We are aware of only two previous studies of the NQO1 ⁶⁰⁹C→T polymorphism and lung cancer. Wiencke et al. (14) conducted a case- control study among a hospital series of 177 lung cancer patients and a convenience sample of 297 controls of African- or Mexican-American ethnicity. Consistent with our results, they reported a direct association of lung cancer with the wt homozygous genotype (OR, 1.90; 95% CI, 1.04–3.46) in Mexican-Americans, compared with the other two combined genotypes. The association was weaker in African-Americans (OR, 1.36; 95% CI, 0.75–2.31). The vt allele was more common in Mexican-Americans (42%) than in African-Americans (22%), correlating with the risk of lung cancer among these ethnic groups (14) .

Roswold et al. (15) compared the frequency of the NQO1 ⁶⁰⁹C→T mutation among a group of 150 predominantly white lung cancer patients, 82 unrelated individuals who were part of a reference series from the Centre d’Etude du Polymorphisme Humain, and 77 employees and volunteers from their institution. Contrary to our findings, the frequency of the NQO1 vt allele was found to be higher in lung cancer cases compared with the Centre d’Etude du Polymorphisme Humain controls (P = 0.02) but not compared with the local controls (P = 0.70; Ref. (15) . The data analysis did not include adjustment for lifetime history of smoking, which is known to induce NQO1. Other known NQO1 inducers include flavonoids, indoles, and isothiocyanate (17 , 18) . Thus, beside smoking, specific dietary exposures may confound the association of NQO1 with lung cancer. We were able to consider these factors as potential confounders and modifying variables in the present study.

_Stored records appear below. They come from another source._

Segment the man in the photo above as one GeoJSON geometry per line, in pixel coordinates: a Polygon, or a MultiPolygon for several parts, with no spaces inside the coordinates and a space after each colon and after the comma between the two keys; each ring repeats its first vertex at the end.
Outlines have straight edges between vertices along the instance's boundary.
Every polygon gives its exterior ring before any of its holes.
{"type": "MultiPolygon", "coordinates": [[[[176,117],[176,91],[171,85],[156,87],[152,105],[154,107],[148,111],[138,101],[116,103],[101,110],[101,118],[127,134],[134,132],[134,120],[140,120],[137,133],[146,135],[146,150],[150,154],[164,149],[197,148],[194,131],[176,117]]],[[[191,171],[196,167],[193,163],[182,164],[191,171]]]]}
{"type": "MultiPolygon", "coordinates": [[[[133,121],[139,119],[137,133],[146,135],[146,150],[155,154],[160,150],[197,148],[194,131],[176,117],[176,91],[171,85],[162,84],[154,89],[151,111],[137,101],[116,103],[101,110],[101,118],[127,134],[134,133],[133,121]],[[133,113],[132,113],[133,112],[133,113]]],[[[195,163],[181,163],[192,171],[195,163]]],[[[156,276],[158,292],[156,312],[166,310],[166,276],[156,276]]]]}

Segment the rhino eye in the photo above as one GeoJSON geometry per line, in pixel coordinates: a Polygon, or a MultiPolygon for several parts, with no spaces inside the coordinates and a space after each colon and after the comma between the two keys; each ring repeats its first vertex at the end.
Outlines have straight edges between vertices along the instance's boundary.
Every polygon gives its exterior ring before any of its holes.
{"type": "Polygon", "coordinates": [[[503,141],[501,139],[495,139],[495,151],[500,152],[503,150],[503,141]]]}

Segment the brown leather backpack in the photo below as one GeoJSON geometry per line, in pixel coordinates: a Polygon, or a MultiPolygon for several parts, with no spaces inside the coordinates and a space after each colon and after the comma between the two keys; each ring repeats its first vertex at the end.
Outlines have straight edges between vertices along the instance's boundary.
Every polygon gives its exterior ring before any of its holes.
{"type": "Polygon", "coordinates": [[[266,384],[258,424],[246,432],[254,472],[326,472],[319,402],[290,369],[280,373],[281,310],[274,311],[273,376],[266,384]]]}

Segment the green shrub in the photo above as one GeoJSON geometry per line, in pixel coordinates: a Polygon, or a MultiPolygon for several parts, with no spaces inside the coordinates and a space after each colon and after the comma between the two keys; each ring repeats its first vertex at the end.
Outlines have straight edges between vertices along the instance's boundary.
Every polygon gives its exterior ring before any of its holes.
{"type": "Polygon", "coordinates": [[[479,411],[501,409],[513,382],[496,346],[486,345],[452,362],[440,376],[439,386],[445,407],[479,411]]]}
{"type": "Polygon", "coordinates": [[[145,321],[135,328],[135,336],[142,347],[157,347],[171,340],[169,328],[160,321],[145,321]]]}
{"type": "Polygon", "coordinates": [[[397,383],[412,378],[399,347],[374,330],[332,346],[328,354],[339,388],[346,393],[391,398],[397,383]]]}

The lower lung cancer risk observed in individuals with the vt allele (who are expected to have a decreased NQO1 activity) in this study is consistent with a role for NQO1 in the metabolic activation of putative lung carcinogens. In this regard, it should be noted that NQO1 has been shown to activate a class of nitrosamines including 1,6-, 1,3-, and 1,8-dinitropyrenes (19 , 20) . Laboratory studies have shown that these dinitropyrenes are potent lung carcinogens in rats (21 , 22) . Cigarette smoke condensate, treated with nitric oxide or Chinese cabbage pickles in vitro to induce nitrosation, has been shown to lead to the formation of 1-nitropyrene and 1,3-dinitropyrene (23) . Further study of the role of NQO1 in the metabolic activation of nitropyrene in lung carcinogenesis may help in better understanding the relationship of the NQO1 ⁶⁰⁹C→T polymorphism and this disease in humans.